Credit: The World Bank

Government Analytics

A Toolkit for Greater Expenditure Effectiveness

In the past decade, the data revolution has transformed productivity in the private sector. The public sector is being transformed by digital systems as well, but in a different way. As the figure below shows, the diffusion of digital systems in government has been substantial, with many countries now undertaking fiscal operations such as financial management, customs, tax administration, and debt management through digital systems.




Source: GovTech Maturity Index; as reported in Herrera Gutierrez, Ramalho and Kim (2023)

Note: The acronyms used for management information systems (MIS) are as follows: financial management information system (FMIS), customs MIS (Cust MIS), treasury single account (TSA), e-procurement (e-Procure), human resource MIS (HRMIS), and public investment management system (PIMS).


While budgeting, procurement, and taxation have increasingly gone online, the data that digital records produce are often used solely for record keeping and the creation of audit trails, rather than for managing organizations better and increasing public sector productivity. Even though financial outlays increasingly flow digitally in the public sector, the resulting public dataverse is not being exploited to strengthen expenditure effectiveness and improve service delivery.


Just like in the private sector, the digitalization of the world’s governments could improve expenditure effectiveness. Data can paint a richer picture of the functioning of government than ever before. They can point to bottlenecks and outliers, best practices, and opportunities—for instance, for more cost-effective procurement of goods or better calibration of public pay to motivate and retain employees. 

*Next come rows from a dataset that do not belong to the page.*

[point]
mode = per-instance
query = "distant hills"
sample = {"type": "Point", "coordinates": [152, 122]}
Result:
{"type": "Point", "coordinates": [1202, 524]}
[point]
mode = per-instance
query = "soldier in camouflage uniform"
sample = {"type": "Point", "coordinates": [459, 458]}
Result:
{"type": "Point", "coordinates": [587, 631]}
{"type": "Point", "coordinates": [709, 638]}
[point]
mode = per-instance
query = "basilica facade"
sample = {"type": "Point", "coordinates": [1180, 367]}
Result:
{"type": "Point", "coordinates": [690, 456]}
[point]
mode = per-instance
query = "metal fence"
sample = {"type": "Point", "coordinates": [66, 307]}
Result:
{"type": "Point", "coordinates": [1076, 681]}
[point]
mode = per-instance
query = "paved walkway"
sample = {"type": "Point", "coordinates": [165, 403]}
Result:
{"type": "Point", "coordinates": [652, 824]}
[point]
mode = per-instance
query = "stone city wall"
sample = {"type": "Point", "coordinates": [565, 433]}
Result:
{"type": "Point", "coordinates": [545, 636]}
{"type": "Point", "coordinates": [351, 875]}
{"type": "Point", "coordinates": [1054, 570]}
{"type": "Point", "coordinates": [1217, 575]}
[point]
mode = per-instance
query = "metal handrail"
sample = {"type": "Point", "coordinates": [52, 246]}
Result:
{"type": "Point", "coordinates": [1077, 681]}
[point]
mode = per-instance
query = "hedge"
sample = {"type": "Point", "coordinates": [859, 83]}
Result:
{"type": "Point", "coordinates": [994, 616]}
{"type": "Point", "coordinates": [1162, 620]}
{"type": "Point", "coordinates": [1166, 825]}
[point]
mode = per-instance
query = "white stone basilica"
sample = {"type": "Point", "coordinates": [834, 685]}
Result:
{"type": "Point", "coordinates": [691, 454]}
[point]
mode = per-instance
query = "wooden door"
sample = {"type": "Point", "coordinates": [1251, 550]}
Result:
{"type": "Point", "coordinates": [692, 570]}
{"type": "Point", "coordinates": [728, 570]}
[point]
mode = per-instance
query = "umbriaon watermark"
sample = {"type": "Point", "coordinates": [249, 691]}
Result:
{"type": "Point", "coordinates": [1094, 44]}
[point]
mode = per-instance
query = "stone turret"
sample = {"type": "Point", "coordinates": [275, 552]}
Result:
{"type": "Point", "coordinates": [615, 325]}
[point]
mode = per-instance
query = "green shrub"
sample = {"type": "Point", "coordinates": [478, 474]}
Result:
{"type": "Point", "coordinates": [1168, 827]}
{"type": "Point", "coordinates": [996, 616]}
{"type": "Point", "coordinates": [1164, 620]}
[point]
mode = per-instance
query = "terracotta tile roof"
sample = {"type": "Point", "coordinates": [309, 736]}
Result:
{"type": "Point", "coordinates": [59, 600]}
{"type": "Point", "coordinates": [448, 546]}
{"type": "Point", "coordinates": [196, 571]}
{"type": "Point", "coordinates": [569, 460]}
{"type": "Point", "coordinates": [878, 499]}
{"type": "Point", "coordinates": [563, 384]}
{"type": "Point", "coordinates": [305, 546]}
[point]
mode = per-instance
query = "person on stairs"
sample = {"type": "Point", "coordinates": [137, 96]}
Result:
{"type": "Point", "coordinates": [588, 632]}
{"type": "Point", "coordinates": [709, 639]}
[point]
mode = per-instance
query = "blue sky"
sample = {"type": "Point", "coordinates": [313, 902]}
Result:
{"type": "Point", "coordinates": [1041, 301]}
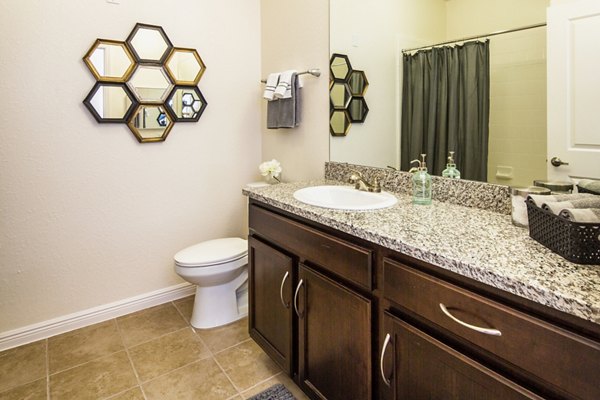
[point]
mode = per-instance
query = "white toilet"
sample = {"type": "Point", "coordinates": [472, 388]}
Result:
{"type": "Point", "coordinates": [219, 269]}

But unlocking these insights requires a concerted effort to capitalize on administrative and survey data and repurpose them for analytics.


The Government Analytics Handbook, recently published by the World Bank, lays out how to leverage the many sources of data available to public sector managers to make governments work better. By using the Handbook, public sector managers—and any public officials interested in public administration reform—can learn from the examples of their counterparts all over the world who have begun to harness the power of government analytics. The Handbook showcases how the data from governments’ digital systems can be repurposed for analytics, generating better evidence to improve the delivery of public services. 

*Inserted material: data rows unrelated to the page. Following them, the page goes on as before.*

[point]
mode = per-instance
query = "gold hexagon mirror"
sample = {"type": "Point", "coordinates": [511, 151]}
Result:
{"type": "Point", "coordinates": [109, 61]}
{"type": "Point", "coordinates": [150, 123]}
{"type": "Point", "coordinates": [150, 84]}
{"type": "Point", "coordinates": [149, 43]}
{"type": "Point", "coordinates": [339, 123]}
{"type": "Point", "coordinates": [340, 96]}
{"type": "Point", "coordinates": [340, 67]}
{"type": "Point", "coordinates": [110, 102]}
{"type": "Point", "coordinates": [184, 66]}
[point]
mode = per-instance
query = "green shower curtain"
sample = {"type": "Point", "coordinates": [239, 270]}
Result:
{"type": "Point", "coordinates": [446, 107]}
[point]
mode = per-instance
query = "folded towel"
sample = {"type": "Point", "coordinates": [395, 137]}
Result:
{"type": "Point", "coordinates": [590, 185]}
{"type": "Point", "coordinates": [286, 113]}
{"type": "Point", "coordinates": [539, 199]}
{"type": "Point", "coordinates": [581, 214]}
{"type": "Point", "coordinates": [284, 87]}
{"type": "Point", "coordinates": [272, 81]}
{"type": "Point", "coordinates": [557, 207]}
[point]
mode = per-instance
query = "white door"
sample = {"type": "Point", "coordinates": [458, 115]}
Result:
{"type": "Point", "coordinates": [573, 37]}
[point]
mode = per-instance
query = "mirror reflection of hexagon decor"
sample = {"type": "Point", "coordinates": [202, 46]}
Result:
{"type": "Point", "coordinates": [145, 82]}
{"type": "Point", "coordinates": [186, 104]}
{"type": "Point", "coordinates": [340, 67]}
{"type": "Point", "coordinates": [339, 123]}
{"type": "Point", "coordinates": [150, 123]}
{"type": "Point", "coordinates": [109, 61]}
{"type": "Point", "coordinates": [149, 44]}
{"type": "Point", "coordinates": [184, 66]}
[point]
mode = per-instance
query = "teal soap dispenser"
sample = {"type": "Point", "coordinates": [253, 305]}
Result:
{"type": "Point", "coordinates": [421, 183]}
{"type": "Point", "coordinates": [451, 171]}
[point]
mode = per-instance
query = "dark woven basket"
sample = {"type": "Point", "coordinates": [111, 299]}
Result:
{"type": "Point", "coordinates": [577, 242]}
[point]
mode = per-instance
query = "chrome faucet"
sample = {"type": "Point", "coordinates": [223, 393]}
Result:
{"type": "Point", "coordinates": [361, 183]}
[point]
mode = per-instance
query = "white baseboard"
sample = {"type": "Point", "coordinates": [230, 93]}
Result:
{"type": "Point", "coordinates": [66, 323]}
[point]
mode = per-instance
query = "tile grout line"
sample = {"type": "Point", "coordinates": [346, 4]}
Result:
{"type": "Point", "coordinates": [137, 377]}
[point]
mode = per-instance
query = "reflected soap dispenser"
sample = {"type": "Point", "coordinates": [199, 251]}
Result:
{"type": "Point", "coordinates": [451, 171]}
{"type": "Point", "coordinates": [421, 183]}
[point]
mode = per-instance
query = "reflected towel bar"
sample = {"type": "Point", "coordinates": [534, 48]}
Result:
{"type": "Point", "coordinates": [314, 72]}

The Handbookis a blueprint for raising expenditure effectiveness across the public sector. It is conveniently structured to help readers quickly identify data sources they already have access to so they can address specific expenditure effectiveness challenges. The book offers advice, tools and practical examples to repurpose these data for analytics:


  • Part 1 of the Handbook offers a broad overview of government analytics. Read this if you are busy, or if you want an introduction and summary.
  • Part 2 lays a foundation for government analytics by outlining cross-cutting themes, such as statistical tools and skills, holistic measurement approaches, and ethical principles that make government analytics effective.
  • Part 3 dives into the many sources of administrative data available in government databases. It includes chapters on data sources such as - human resources and payroll, procurement, case productivity data, and expenditure data, as well as the different questions these data help answer about the wage bill, corruption, customs efficiency, cost-effective procurement, spending, and everything in between.
  • Part 4 explains how to use data from public service surveys to better understand how public sector organizations work and to measure the quality of management. It also offers an overview of the latest research into how to design and implement these surveys as effectively as possible.
  • Part 5 turns to external assessments—including household and citizen surveys, measures of service delivery, and anthropological studies—to show how these data sources offer a richer overall picture of government processes and outcomes.

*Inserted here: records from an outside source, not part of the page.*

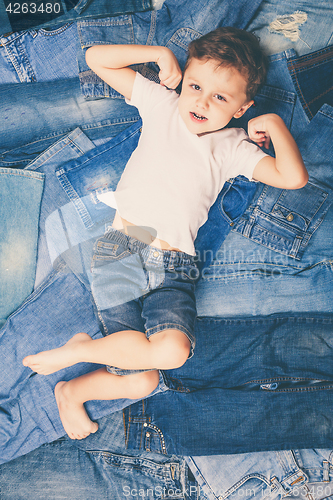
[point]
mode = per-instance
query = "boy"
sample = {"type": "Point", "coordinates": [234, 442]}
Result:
{"type": "Point", "coordinates": [184, 156]}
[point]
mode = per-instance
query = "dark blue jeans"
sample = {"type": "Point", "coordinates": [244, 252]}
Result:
{"type": "Point", "coordinates": [20, 16]}
{"type": "Point", "coordinates": [259, 375]}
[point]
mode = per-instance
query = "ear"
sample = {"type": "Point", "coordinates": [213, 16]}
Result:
{"type": "Point", "coordinates": [244, 108]}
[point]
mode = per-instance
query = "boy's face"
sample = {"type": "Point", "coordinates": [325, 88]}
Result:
{"type": "Point", "coordinates": [211, 96]}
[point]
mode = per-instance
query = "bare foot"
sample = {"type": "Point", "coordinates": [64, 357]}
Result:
{"type": "Point", "coordinates": [47, 362]}
{"type": "Point", "coordinates": [73, 415]}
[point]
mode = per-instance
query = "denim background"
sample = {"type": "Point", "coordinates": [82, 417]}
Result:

The Government Analytics Handbook also comes with toolkits (available on that enable readers to implement the analytics discussed. With these toolkits and the advice in the Handbook, public officials and managers can start improving productivity right now, at low cost, by making use of the data they already have.

It is time for the data revolution to come to public administration. The public sector must not only account for the work it does but use its data to work better and spend more effectively.